Displays how much time each Adaptive Server thread is consuming at the operating system level. This is the portion of time the thread was actually on a CPU. “Pool Summary” indicates the percentage of thread use across thread pools. “Server Summary” describes the percentage of thread use across Adaptive Server.
“User time” reports the percentage of time during the sp_sysmon sample interval the thread was executing code in the user space (that is, running in Adaptive Server). “System time” reports the percentage of time during the sp_sysmon sample interval the thread was executing code in system space (that is, running in the operating system kernel).

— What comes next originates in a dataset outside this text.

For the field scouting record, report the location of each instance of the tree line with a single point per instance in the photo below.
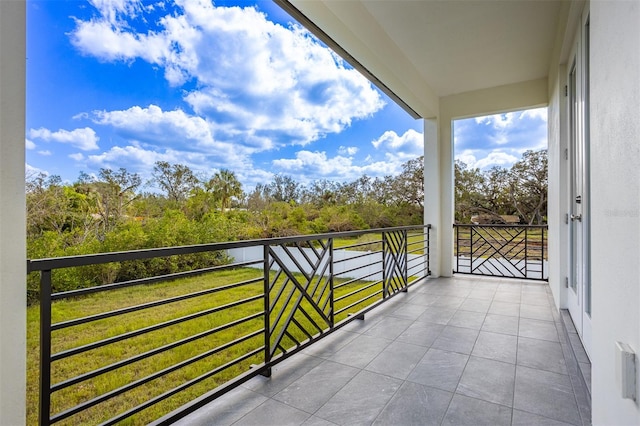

This distinction is unrelated to “User Busy” and “System Busy” reported in the Engine Utilization (Tick %) section.
sp_sysmon may show some
threads with more than 100% utilization because of the
way Adaptive Server collects data.
When examining the “Thread Utilization (OS%)” output, consider:
The value for “Thread Utilization (OS %)” should be higher than the value for “Engine Utilization (Tick %).” The difference between them is greatest when idle timeout is set to a high value and the workload is intermittent. For example, an engine that is 100% idle but has an idle timeout of -1 shows 0% engine utilization but 100% thread utilization.
A value for “Engine Utilization (Tick %)” that is greater than the value for “Thread Utilization (OS %)” may indicate that the host is low on CPU resources. This generally indicates that the engine did not receive as much CPU time as needed, which can lead to significant performance degradations. The loss of performance may be severe if spinlock contention is also involved.
High “Thread Utilization (OS %)” values for disk or network tasks may indicate that the system requires an additional disk or network task. For example, if the network task thread is 80% busy but the engine utilization is low, then a saturated network task is likely starving the engine for work. Adding a network task with sp_configure "number of network tasks" may alleviate the situation.
At the end of “Thread Utilization (OS %),” sp_sysmon reports how many CPU units Adaptive Server threads are consuming, and the throughput of committed transactions per CPU. For example:
Adaptive Server threads are consuming 5.6 CPU units. Throughput is 8238.0 commited xacts per CPU unit.
You can compare the number of CPU units consumed to the physical hardware available to Adaptive Server. For example, if your system has 8 cores and 2 threads per core, it has a total of 16 available CPU units. If Adaptive Server is utilizing 6 CPU units, the host can perform additional work. However, if Adaptive Server is utilizing 14 CPU units, there is little capacity left and the subcore threads are heavily utilized.